Reflection: What made projectile motion simpler than you expected?

If you look back at this section, the entire analysis reduced to two independent one-dimensional problems --- both of which you had already solved in Chapter 2. The horizontal problem was trivial (constant velocity). The vertical problem was free fall. No new equations were needed. No new techniques. The only new idea was component independence: the recognition that horizontal and vertical motions proceed without influencing each other.

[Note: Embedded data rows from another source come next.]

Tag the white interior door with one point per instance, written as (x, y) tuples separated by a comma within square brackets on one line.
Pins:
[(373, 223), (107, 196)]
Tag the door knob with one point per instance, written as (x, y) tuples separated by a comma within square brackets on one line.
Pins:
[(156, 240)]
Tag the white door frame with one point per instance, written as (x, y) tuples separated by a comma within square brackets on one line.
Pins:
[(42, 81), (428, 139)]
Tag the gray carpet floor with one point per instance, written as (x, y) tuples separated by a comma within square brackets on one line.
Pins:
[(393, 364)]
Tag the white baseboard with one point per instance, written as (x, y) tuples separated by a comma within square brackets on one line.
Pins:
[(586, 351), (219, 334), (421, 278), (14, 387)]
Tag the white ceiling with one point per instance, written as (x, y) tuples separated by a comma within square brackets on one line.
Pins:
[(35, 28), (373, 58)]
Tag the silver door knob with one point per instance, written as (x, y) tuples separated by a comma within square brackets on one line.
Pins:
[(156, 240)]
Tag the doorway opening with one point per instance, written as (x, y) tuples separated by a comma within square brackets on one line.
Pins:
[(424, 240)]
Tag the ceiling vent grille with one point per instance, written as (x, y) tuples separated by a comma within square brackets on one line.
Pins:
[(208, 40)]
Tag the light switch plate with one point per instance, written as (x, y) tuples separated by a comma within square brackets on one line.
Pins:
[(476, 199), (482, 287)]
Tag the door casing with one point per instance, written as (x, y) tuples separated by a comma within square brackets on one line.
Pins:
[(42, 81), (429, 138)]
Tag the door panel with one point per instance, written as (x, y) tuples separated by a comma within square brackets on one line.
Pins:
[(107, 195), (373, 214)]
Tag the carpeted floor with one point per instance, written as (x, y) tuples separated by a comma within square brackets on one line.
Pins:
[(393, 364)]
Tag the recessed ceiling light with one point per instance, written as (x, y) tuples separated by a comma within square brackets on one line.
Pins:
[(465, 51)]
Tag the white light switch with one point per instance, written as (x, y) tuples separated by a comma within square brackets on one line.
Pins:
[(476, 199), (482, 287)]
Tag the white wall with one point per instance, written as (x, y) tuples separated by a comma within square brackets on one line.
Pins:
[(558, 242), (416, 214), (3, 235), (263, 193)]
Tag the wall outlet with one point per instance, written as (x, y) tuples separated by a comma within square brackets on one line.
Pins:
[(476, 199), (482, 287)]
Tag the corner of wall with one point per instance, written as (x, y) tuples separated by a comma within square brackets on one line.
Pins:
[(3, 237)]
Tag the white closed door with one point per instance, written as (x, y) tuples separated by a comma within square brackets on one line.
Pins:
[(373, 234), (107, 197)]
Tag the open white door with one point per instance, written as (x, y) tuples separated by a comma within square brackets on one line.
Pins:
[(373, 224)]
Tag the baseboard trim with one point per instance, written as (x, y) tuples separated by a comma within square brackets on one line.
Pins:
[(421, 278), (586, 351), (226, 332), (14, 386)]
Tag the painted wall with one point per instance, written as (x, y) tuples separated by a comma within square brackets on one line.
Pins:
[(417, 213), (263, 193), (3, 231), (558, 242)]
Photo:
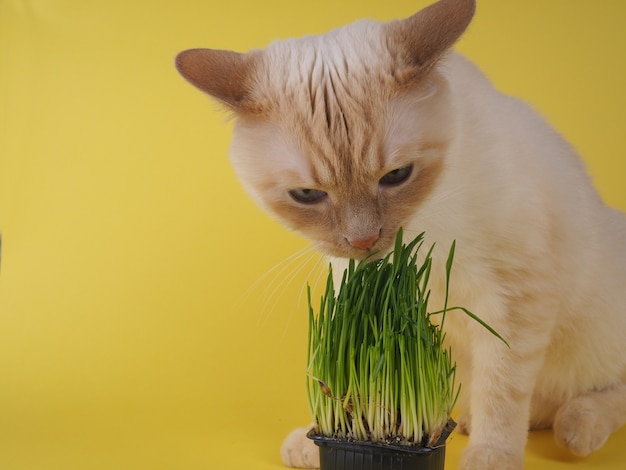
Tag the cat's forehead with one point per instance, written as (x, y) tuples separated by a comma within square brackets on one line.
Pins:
[(330, 94)]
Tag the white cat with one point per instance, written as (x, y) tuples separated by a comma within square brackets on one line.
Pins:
[(348, 136)]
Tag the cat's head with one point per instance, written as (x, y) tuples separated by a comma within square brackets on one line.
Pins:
[(340, 136)]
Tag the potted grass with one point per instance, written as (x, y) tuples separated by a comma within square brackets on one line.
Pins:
[(381, 383)]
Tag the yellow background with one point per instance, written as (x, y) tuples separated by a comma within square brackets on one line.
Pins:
[(138, 327)]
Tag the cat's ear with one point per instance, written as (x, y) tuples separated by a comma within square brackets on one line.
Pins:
[(225, 75), (424, 37)]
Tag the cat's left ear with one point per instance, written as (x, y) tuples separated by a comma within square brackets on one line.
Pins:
[(424, 37), (225, 75)]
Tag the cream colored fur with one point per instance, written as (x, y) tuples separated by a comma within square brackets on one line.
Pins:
[(539, 256)]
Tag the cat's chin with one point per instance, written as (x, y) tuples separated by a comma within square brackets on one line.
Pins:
[(350, 252)]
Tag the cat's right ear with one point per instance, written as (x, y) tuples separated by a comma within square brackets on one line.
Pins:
[(225, 75)]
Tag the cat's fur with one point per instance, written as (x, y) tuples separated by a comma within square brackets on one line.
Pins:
[(539, 256)]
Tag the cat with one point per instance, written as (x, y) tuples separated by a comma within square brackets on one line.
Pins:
[(348, 136)]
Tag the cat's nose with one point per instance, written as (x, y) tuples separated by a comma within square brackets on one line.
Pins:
[(364, 243)]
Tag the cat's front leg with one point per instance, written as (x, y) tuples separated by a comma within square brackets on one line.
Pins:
[(501, 390), (299, 451)]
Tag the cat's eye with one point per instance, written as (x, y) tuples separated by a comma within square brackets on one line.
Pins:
[(397, 176), (307, 196)]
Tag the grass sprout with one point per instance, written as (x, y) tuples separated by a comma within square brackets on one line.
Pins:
[(377, 366)]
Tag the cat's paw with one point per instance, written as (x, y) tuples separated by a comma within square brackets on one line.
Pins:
[(299, 451), (464, 424), (579, 428), (479, 457)]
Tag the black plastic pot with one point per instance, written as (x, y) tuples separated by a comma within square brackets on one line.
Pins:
[(336, 454)]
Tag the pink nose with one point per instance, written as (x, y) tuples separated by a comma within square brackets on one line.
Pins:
[(364, 243)]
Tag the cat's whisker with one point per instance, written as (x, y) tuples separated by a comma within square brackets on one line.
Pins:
[(275, 272), (312, 281)]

Ask yourself: what assumption is doing all the work? It is the assumption that the only force is gravity, which acts purely vertically. This is what guarantees $a_x = 0$ and makes the components independent. The moment a force has components that depend on the full velocity vector --- like air drag --- the independence breaks, and the simplicity evaporates.

Projectile motion is not important because of its formulas. It is important because it is the first example of a strategy: decompose a vector problem into independent scalar problems, solve each one separately, and combine the results. You will use this strategy again and again --- in circular motion, in multi-body problems, and eventually in every branch of physics where symmetry allows you to separate directions.

Looking Ahead

Projectile motion was the cleanest possible application of component independence: one component had zero acceleration, and the other had constant acceleration. The two directions were completely decoupled.

In Section 3.5, we turn to relative motion and moving reference frames. There, you will add velocity vectors that belong to different observers --- the boat and the river, the plane and the wind. The independence idea will still be at work (you decompose into components to add vectors), but now the question becomes: whose components? Choosing the right reference frame will be as important as choosing the right coordinate axes.